Мальчик быстро обернулся, нашел взглядом своего друга и рванул к нему. Открытка же заняла почетное место во внутреннем кармане куртки. По мере приближения к Степану, Петр понимал, что тот успел ввязаться в какую-то историю: вокруг него столпилась небольшая кучка парней примерно одного возраста со Степаном. Присмотревшись, Петр понял, что это были те самые люди, с которыми постоянно конфликтовал его лучший друг. Эти ребята облюбовали для своих посиделок крышу, которую Степан считал своим домом. Он постоянно там бывал, отчего прозвал её так. Он не хотел отдавать это место гопникам в спортивных костюмах. Воевать он с ними тоже не хотел, чего не сказать о них. Петр был уверен, что крыша не была основной причиной этих постоянных стычек, однако понятия не имел, что могло послужить для них истинной причиной. Он предупреждал своего друга не соваться к этим ребятам, предупреждал не шутить при них, но тот, конечно же, не послушал. За что и получил по лицу от одного из них. Получил он и кулаком в живот, когда Петр подбежал и с размаху ударил обидчика своего лучшего друга. Такого поворота событий не ожидал ни сам мальчик, ни Степан, ни бравые молодцы. Впрочем, последние долго не удивлялись – они просто накинулись всей гурьбой на этих двоих. Началась потасовка, в которой все кричали что-то нечленораздельное и били друг друга не глядя. Победители определились сразу же, но драке не дали дойти до завершающего удара – подбежали какие-то прохожие люди и вывели всех нарушителей общественного порядка за пределы торговой площадки. Молодцы тут же ушли восвояси, а двое друзей остались стоять у выхода с ярмарки. Степан присел на бордюр и сплюнул кровь: губа его была разбита, под глазом красовался синяк, на джинсах дырка, а все тело болело от полученных тумаков. Однако он вовсе не казался разбитым. Он засмеялся, потирая ушибленную руку:

- Это было весело.

Петр посмотрел на друга, потом начал оценивать свой ущерб. Было сложно это сделать – безумно сильно болел нос, колено и рука, из-за этого сложно было соображать. Но он заметил отсутствия рукава от куртки и рваный подол. Он просунул больную руку в остатки от внутреннего кармана и обнаружил там зияющую пустоту. За несколько минут этого веселья он потерял только что приобретённое небо, единственную вещь, оставшуюся от матери, зато получил кучу увечий. Он рассердился, снял с себя остатки ветровки и кинул её в Степана. Тот лишь непонимающе посмотрел на него.
 
- Что с тобой?

- Это ты виноват! Ты! – срываясь на крик, прохрипел мальчик. В горле стоял ком, он пытался сдержаться, чтобы не заплакать.

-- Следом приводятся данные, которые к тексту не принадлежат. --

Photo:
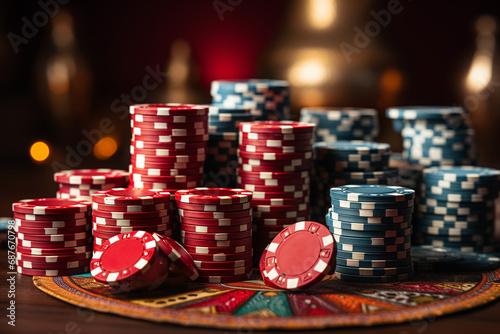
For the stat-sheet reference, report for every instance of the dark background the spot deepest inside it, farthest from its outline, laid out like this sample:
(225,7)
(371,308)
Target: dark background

- Да ладно тебе, дорогуша, - примирительно улыбнулся старший. – Это же детство – время веселья и приключений.

- Ты!

Больше Петя не мог ответить ничего внятного. Проревел что-то не своим голосом и заплакал. Заплакал так, как никогда в своей маленькой взрослой жизни не плакал. От злости, обиды, разочарования и от потери. Он винил этого рыжего мальчика в том, что его бросила мать, в том, что бабушка его ненавидит, в том, что он, Петр, больше не имеет друзей. Не имеет ничего, кроме желтой куртки, да только что купленной открытки. И эти две вещи были потеряны. Из-за детской шалости рыжего засранца, который не умеет следить за языком.

Степан встал с бордюра и отряхнулся. Заложил руки за голову, как это он обычно любил делать, и произнёс:

- Небо рождено, чтобы быть голубым.

Произнёс и пошёл в сторону перекрёстка, в то время как десятилетний мальчик стоял, давился собственными слезами и давал себе обещание стать взрослым раз и навсегда.